Palanga City Municipality
Palanga
museum in the Tiškevičiai Palace
Vytauto g. 17, Palanga
55.90687, 21.05604
1-2 hours
a rainy day, late afternoon, or a quieter off-season period
Amber Museum, Palanga Tiškevičiai Palace
Palanga Amber Museum: why it is one of Palanga's key places
Palanga Amber Museum is not placed just anywhere: it operates in the Tiškevičiai Palace at the centre of Birutė Park. Lithuanian encyclopedic sources state that the Palanga manor palace of the Tiškevičiai was built in 1897-1902 to a design by architect Franz Heinrich Schwechten, while the surrounding Palanga Botanical Park was designed by landscape architect Édouard François André. A visit here is therefore a museum, palace, and park experience at once: you approach the exhibition through a representative setting and can leave it for the rose garden, parterre, or Birutė Park paths.
The same sources state that the museum was founded on August 3, 1963, in the Palanga manor palace and is a Palanga branch of the Lithuanian Art Museum, today the Lithuanian National Museum of Art. The first exhibition was prepared by P. Gudynas and consisted of 478 exhibits, 186 of them borrowed from other Lithuanian museums. Later, in 1965, 1969, and 1986, the exhibition was renewed and expanded.
The Tiškevičiai Palace setting
The palace matters as more than a beautiful background. In Palanga, the Tiškevičiai family not only collected amber but were also connected with amber extraction and archaeological amber collections, so the site itself fits the museum's theme naturally. Schwechten's palace and André's park are today both a cultural heritage object and a museum space.
That is why the museum connects place and subject so well: amber here is not only a seaside souvenir, but part of Palanga's history, Tiškevičiai cultural activity, Baltic nature, and archaeology.
What the exhibition preserves
Lithuanian encyclopedic sources state that the museum's collections contain more than 29,000 exhibits, while the permanent exhibition, From the Formation of Amber to Unique Contemporary Amber Works, shows about 5000 items. It introduces amber formation, unique pieces, archaeological finds, and the use of amber at different stages of cultural development.
The inclusion collection is especially important. The same sources describe it as one of the largest in Europe and give a figure of about 15,000 items. These are pieces of amber with traces of prehistoric insects, plants, or other small organisms, allowing amber to be seen as a natural archive. The sources also single out an important collection of unique pieces, about 4000 items.
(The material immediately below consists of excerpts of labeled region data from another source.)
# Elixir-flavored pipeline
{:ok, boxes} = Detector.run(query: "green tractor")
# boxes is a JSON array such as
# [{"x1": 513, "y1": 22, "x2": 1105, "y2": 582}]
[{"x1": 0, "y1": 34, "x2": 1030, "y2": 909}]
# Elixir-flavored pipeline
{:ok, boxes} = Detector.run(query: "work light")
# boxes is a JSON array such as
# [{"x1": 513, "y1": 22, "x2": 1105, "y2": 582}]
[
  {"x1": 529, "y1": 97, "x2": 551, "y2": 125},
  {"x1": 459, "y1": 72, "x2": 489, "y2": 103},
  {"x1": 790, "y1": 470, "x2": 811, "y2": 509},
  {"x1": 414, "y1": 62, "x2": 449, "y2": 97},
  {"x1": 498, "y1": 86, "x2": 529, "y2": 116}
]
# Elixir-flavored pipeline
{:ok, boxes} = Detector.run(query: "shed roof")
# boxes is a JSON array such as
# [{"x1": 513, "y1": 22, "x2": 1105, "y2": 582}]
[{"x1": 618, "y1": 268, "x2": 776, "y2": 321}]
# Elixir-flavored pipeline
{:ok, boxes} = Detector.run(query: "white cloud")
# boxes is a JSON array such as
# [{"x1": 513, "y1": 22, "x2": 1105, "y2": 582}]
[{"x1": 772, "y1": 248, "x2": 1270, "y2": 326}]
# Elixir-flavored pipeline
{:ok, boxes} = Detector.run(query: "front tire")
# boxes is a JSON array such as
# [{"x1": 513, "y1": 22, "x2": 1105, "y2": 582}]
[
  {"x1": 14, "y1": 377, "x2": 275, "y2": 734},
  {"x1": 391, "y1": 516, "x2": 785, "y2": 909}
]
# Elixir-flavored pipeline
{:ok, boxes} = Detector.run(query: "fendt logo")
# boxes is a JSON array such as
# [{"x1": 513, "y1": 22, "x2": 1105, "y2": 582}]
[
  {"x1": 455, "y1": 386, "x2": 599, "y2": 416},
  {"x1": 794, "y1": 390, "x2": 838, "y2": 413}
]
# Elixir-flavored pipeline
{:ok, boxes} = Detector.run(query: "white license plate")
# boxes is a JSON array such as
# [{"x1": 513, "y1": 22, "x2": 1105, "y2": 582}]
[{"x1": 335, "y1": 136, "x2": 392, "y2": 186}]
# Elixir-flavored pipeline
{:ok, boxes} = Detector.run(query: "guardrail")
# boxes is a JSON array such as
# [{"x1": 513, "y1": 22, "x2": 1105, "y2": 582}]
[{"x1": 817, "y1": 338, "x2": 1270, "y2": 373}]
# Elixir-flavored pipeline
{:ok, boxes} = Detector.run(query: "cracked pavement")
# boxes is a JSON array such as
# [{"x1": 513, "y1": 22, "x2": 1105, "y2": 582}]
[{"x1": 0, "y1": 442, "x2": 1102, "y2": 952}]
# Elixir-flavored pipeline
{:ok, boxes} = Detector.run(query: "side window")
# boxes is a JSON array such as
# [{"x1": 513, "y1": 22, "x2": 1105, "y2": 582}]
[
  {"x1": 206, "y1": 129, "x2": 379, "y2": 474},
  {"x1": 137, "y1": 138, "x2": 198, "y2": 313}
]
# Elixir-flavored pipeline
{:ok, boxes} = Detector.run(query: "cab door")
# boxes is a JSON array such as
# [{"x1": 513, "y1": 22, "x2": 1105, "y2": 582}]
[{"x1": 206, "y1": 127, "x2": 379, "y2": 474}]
The Sun Stone and unique pieces
One of the exhibits many visitors look for is the Sun Stone. Lithuanian encyclopedic sources state that it is the largest amber piece preserved in the museum, weighing 3524 g. Such numbers matter most when you see the scale in person: in the museum, amber ranges from tiny inclusions to a large, visually striking lump.
The sources also mention the significant unique-piece collection, amber artefacts found in the Neolithic settlements of Šventoji, and copies of items from the Juodkrantė Treasure. This lets the museum speak not only about a beautiful material but also about culture, trade, rituals, crafts, and contemporary art.
A centre for amber research and exhibitions
The museum is not only a display. Lithuanian encyclopedic sources state that individual and group exhibitions of amber masters and conferences about amber have been organized here since 1973, while travelling exhibitions of Lithuanian amber abroad began as early as 1968. The museum therefore also works as a centre for amber culture research, communication, and international presentation.
For visitors, this means the exhibition changes and grows over time. Alongside the permanent story of amber formation and archaeology, you may find temporary contemporary amber-art exhibitions, so the museum is worth visiting not only for the Sun Stone but also for its changing programme.